Cluster analysis of sound files

Maurik · February 21, 2023, 11:55am

Hi guys!
I have a sound file that contains say 15 minutes of data that I would like to analyse for the different sounds it contains, to later train a model that can recognize the different sounds.

I would need to cut up the file in chunks of 1 second and then label each chunk. I was hoping to use cluster analysis to at least be able to distinguish the seconds with nothing but white noise. Then i was hoping to also find clusters of comparable sounds that i could go trough to label - but my workload would be much decreased.

Can this be done through edge impulse? Or would I have to go through python, which would require me to create the spectorgrams there which has caused me many issues in the passed. Issues that I try to avoid from now on.

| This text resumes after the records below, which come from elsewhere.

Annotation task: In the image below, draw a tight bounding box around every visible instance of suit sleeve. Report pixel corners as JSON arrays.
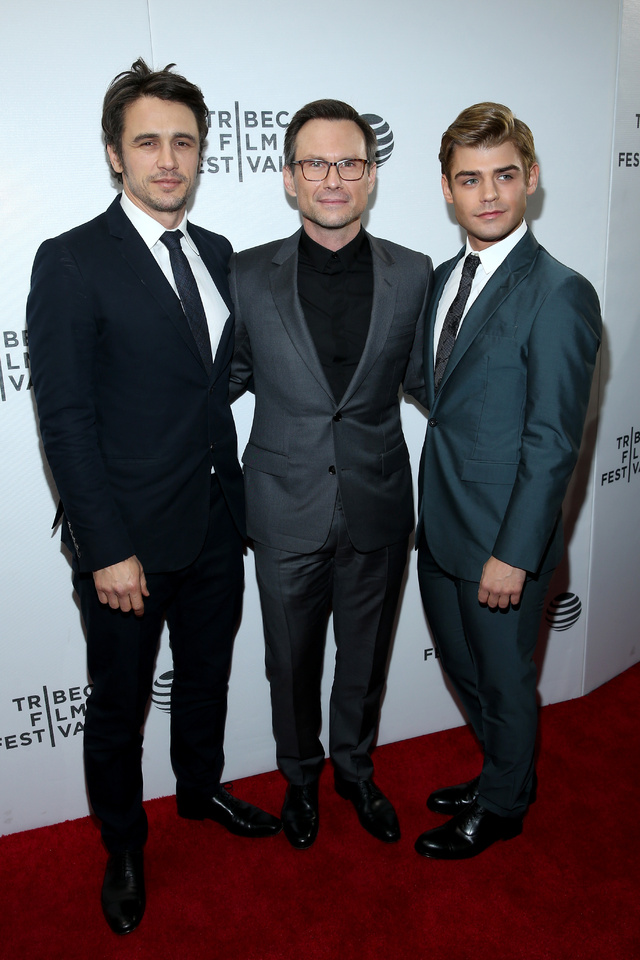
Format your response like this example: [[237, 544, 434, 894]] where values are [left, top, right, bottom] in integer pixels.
[[229, 253, 253, 403], [493, 273, 602, 571], [402, 257, 433, 407], [27, 240, 135, 570]]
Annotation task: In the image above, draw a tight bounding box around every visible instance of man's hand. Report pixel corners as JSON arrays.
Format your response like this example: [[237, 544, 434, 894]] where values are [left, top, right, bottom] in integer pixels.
[[93, 557, 149, 617], [478, 557, 527, 610]]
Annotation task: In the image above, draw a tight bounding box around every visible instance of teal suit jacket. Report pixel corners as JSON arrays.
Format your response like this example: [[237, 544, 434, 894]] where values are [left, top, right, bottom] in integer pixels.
[[418, 232, 602, 581]]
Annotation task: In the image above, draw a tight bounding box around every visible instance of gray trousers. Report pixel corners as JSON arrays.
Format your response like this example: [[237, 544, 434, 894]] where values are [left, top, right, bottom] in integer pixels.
[[418, 540, 553, 817], [254, 498, 408, 785]]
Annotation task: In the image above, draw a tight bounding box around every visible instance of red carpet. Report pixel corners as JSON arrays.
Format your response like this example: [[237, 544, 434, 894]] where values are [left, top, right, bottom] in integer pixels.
[[0, 665, 640, 960]]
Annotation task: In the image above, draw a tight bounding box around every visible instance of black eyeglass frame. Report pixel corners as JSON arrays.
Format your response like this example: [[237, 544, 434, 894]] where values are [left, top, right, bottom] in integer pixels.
[[289, 157, 370, 183]]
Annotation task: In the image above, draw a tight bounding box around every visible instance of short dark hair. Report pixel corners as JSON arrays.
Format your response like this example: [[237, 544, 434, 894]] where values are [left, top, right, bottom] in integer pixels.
[[438, 102, 536, 181], [102, 57, 209, 182], [284, 100, 378, 167]]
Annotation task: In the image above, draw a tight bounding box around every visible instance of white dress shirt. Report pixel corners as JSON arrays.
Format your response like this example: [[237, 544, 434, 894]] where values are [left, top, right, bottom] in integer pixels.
[[120, 190, 229, 357], [433, 220, 527, 365]]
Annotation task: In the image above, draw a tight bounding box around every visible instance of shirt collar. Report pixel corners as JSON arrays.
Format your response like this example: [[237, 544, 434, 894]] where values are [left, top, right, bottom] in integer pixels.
[[465, 220, 528, 276], [300, 226, 366, 273], [120, 190, 199, 256]]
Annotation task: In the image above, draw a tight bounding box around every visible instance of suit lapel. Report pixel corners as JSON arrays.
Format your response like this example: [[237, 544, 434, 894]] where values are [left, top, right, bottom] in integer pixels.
[[107, 198, 233, 379], [340, 234, 398, 406], [269, 230, 334, 400], [188, 224, 234, 382], [424, 247, 464, 410], [432, 231, 539, 392]]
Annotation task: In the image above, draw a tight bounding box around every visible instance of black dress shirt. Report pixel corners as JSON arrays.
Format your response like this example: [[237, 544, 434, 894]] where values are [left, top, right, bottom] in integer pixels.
[[298, 228, 373, 401]]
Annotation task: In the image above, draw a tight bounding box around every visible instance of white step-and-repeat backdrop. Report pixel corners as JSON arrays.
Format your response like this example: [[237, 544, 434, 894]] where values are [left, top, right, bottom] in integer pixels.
[[0, 0, 640, 833]]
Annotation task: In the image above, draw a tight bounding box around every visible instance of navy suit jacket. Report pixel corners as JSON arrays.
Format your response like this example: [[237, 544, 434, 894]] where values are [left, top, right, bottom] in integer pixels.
[[27, 197, 244, 572], [419, 232, 602, 581]]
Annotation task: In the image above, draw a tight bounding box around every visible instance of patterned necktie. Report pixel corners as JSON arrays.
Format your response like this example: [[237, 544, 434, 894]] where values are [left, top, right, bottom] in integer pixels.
[[160, 230, 213, 375], [433, 253, 480, 393]]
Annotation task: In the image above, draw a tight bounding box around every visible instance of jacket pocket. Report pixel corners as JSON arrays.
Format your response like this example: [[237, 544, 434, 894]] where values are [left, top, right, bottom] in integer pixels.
[[462, 460, 519, 483], [242, 442, 289, 477]]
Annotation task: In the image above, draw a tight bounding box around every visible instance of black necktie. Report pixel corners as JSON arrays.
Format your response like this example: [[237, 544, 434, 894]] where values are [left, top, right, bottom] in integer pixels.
[[433, 253, 480, 393], [160, 230, 213, 374]]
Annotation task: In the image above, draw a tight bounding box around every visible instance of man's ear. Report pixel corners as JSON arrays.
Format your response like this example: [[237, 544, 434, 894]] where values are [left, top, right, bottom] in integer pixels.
[[440, 173, 453, 203], [107, 143, 124, 173], [527, 163, 540, 197], [282, 167, 297, 197]]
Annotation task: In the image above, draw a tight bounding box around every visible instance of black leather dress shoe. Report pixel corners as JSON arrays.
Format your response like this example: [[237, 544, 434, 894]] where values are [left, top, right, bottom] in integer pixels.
[[427, 770, 538, 817], [281, 780, 320, 850], [415, 800, 522, 860], [176, 787, 282, 837], [427, 776, 480, 817], [335, 774, 400, 843], [102, 850, 146, 936]]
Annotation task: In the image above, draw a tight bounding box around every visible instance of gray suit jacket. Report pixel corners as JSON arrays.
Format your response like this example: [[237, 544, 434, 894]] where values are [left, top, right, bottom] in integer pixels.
[[230, 231, 432, 553], [416, 232, 602, 581]]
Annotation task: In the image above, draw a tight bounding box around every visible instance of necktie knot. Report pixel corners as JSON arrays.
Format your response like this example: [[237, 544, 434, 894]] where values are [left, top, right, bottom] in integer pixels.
[[160, 230, 213, 374], [160, 230, 184, 252], [433, 253, 480, 393]]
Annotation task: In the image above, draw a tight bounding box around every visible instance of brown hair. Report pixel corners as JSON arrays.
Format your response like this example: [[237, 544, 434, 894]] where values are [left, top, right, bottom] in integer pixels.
[[438, 103, 536, 181], [284, 100, 378, 167], [102, 57, 209, 182]]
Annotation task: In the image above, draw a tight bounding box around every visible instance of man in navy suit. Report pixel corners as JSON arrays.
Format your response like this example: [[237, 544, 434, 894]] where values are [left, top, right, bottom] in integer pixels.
[[27, 60, 280, 934], [416, 103, 602, 859]]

Thank you very much for your help!! Maurik

shawn_edgeimpulse · February 21, 2023, 7:15pm

Hi @Maurik,

If click the ⋮ menu next to an audio sample in Edge Impulse Studio and select “Split sample,” Edge Impulse will automatically detect areas of sound for you (which you can adjust) and split those sections into individual samples. You can read more about this feature here: Responding to your voice - Edge Impulse Documentation

Maurik · February 27, 2023, 8:27pm

Hi shawn, super. I have to admit that if it is this easy i should have figured it out myself.

I will try it out!!

Interesting, a guy i work with is now cutting up the file in 2 sec samples but i guess that wont be necessary anymore.

Just out of curiosity - i would guess that edge impulse would also be able to deal with those files if they are already cut up? I am sure my colleague will appreciate his work but having been in vain

Thank you again - much appreciated!

Maurik

shawn_edgeimpulse · March 1, 2023, 3:34am

Hi @Maurik,

Yes, Edge Impulse will work with files that have already been sliced up. You just need to set the “window size” to be the same as your slices (e.g. 1000 ms for 1 second slices).

Maurik · March 16, 2023, 11:13am

I was wondering, after i cut up the sound file in samples, can i run an unsupervised cluster analysis on those samples, to help me labelling the data? I would like to find a way to efficiently go through the sound files and grouping sounds that “look alike” could really help…

Thank you! Maurik